The feature extraction parameters should be set up as the same as training condition of acoustic model. The following table shows all the feature extraction parameters, with their default values and how to set. Note that HTK and Julius has different default values for some parameters, so you have to set carefully to match the feature extraction condition. Also note that the "parameter kind" (TARGETKIND in HTK) and the "number of cepstral parameters" (NUMCEPS in HTK) will be detected from the header information of acoustic HMM at run time, so unlike HTK, you need not to set them manually.

HTK Option Description HTK default Julius default Option
TARGETKIND Parameter kind ANON MFCC - (auto-set from HMM header)
NUMCEPS Number of cepstral parameters 12 - - (auto-set from HMM header)
SOURCERATE Sample rate of source waveform in 100ns units 0.0 625 "-smpPeriod value"
TARGETRATE Sample rate of target vector (= window shift) in 100ns units 0.0 160 "-fshift samples" (*)
WINDOWSIZE Analysis window size in 100ns units 256000.0 400 "-fsize samples" (*)
ZMEANSOURCE Zero mean source waveform before analysis (frame-wise) F F "-zmeanframe" to enable, "-nozmeanframe" to disable.
PREEMCOEF Set pre-emphasis coefficient 0.97 0.97 "-preemph value"
USEHAMMING Use a Hamming window T T - (Fixed)
NUMCHANS Number of filerbank channels 20 24 "-fbank value"
CEPLIFTER Cepstral liftering coefficient 22 22 "-ceplif value"
DELTAWINDOW Delta window size in frame 2 2 "-delwin value"
ACCWINDOW Acceleration window size in frame 2 2 "-accwin value"
LOFREQ Low frequency cut-off in fbank analysis -1.0 -1.0 "-lofreq value", or -1 to disable
HIFREQ High frequency cut-off in fbank analysis -1.0 -1.0 "-hifreq value", or -1 to disable
RAWENERGY Use raw energy T F "-rawe" / "-norawe"
ENORMALISE Normalise log energy T F "-enormal" / "-noenormal" (**)
ESCALE Scale log energy 0.1 1.0 "-escale value"
SILFLOOR Energy silence floor in Dbs 50.0 50.0 "-silfloor value"

(*) samples = HTK value (in 100ns units) / smpPeriod (**) Normalise log energy should not be specified on live input, at both training and recognition (see sec. 5.9 "Direct Audio Input/Output" in HTKBook).

Reading HTK Config file

Instead of using options directly, Julius can read in a HTK format config file by option -htkconf.
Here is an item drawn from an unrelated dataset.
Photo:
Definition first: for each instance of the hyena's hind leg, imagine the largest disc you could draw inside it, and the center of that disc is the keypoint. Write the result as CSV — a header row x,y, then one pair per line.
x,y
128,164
When specified, the parameters in the given HTK conig file will be translated to corresponding values while reading within Julius. At the translation, values not explicitly specified in the HTK config file will be assumed to be the HTK's default value.

Parameter embedding

Struggling to set the exact feature parameters for an acoustic model? Since feature extraction parameters are purely subject to acoustic model, it is natural that an acoustic model should have full information for the feature types and parameters it requires. Thus the tool mkbinhmm, that converts HTK definition file in ascii format to binary HMM, can embed feature extraction parameters into the header of the output binary HMM file.

Specify feature parameters to mkbinhmm just as the same way as Julius, using direct options or HTK Config file as described above,and it will embed the determined parameters at the header of the output binary HMM. When using the binary HMM file in Julius, the parameter settings in the header of the file will be read into Julius.

When Value Conflicts

There may be some case when both HTK Config file and other direct options specifies different values, or embedded values in the given HMM has different values from the specified ones? The rule is that "explicit value supercedes implicit values". Precisely, the parameter priority to solve the conflict is as follows:

  1. Direct option values
  2. HTK Config values given by -htkconf
  3. Embedded values inside binary HMM

The values of direct options always supercedes others, and HTK Config value supercedes the embedded values. Note that this rule will be applied regardless of the option order. This behavior is not common to other Julius parameters in which the latter option always supercedes former.